Senza dubbio scrivere per Dylan Dog è stata un’autentica svolta per me. Non solo per l’amore e il rispetto che provo per il lavoro di Tiziano Sclavi, per il trasporto nei confronti di un personaggio che fin da quando ero ragazzina mi ha fatto sentire compresa, io che mi sentivo diversa dagli altri, parlavo poco e pensavo troppo. Ma anche per le possibilità che offre il personaggio, che è come un involucro perfetto in cui far convergere paura, ossessione, almeno quanto speranza e romanticismo. Non si può dimenticare, naturalmente, che Dylan Dog è un fumetto popolare, che esce in edicola e si rivolge a un pubblico eterogeneo. Ma i paletti di una testata editoriale consolidata sono soprattutto sfide, piuttosto che limitazioni. E soprattutto oggi viene chiesta a noi autori la capacità di osare, di tornare a stupire come sapeva fare Sclavi.

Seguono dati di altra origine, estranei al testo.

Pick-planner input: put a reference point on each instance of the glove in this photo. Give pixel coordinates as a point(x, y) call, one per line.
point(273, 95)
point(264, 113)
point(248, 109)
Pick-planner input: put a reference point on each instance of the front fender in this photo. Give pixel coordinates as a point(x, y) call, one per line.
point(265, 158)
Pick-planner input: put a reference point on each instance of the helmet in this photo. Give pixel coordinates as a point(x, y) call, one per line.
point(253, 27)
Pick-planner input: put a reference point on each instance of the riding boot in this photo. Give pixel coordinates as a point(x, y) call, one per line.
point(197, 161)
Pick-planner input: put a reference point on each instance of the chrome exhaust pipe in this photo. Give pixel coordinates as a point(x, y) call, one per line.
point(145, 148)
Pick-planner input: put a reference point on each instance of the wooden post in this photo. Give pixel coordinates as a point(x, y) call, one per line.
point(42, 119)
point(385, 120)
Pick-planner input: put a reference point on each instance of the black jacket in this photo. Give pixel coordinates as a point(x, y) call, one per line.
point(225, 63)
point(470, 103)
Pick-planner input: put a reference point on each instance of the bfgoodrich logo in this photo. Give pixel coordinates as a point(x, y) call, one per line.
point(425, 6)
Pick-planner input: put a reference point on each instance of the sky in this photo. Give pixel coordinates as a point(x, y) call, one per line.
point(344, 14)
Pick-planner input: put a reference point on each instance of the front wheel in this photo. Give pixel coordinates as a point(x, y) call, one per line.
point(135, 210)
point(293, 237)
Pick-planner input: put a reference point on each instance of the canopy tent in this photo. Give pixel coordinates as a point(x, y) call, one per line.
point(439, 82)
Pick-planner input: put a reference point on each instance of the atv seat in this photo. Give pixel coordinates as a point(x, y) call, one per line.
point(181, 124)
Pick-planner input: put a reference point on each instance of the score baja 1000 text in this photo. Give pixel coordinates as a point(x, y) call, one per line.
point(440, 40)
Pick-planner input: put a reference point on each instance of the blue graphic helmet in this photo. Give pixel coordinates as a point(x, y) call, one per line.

E poi c’è Torture Garden, il primo progetto in cui sono completamente “in carica” in veste sia di sceneggiatrice che di curatrice. In questo caso ho la possibilità di seguire ogni dettaglio dello sviluppo della serie, ed è un lavoro di immensa responsabilità ma anche entusiasmante. Naturalmente non ci sono orari, ma per quello ci sono già abituata: per quanto mi riguarda, il mestiere della scrittura non è mai routine, e difficilmente conosce orari o festività.
Torture Garden [edito da Edizioni Inkiostro] è nato da una chiacchierata informale con Rossano Piccioni al Riminicomix dell’anno scorso. Avevamo fantasticato sulla possibilità di creare una miniserie con una forte componente horror declinata secondo una sensibilità femminile, quindi piuttosto diversa dall’offerta dell’editore in quel momento. La sera, rientrando a casa, mi sembrava che i personaggi esistessero già: anime tormentate come Lady Cassandra, la protagonista femminile, e Travis, la sua controparte maschile, oppresse da un passato terribile che torna a perseguitarli quando la vita sembrava scorrere lungo binari prestabiliti – per quanto controversi. Mi piace definire Torture Garden un noir dell’anima, una discesa negli inferi che unisce due personaggi che non potrebbero essere più differenti, ma che scoprono, in fondo, di avere anche molte cose in comune. Ho scritto le otto pagine del numero zero di getto, prima ancora di avere ingaggiato i disegnatori che si sarebbero occupati della parte grafica della collana. Ho scelto di non presentare i personaggi in questa fase, ma di introdurre piuttosto l’atmosfera che si sarebbe respirata tra le pagine della serie.
Avevo un’idea di massima di come si sarebbe sviluppata, e come è mia abitudine ho buttato giù una scaletta di massima per la sceneggiatura che ho finito per stravolgere in fase di stesura. Preferisco lasciarmi trasportare dalla storia che attenermi a una regola, anche se autoimposta, con una sola eccezione: le tavole dedicate al finale sono sacrosante e intoccabili, per non rischiare di scrivere una conclusione affrettata.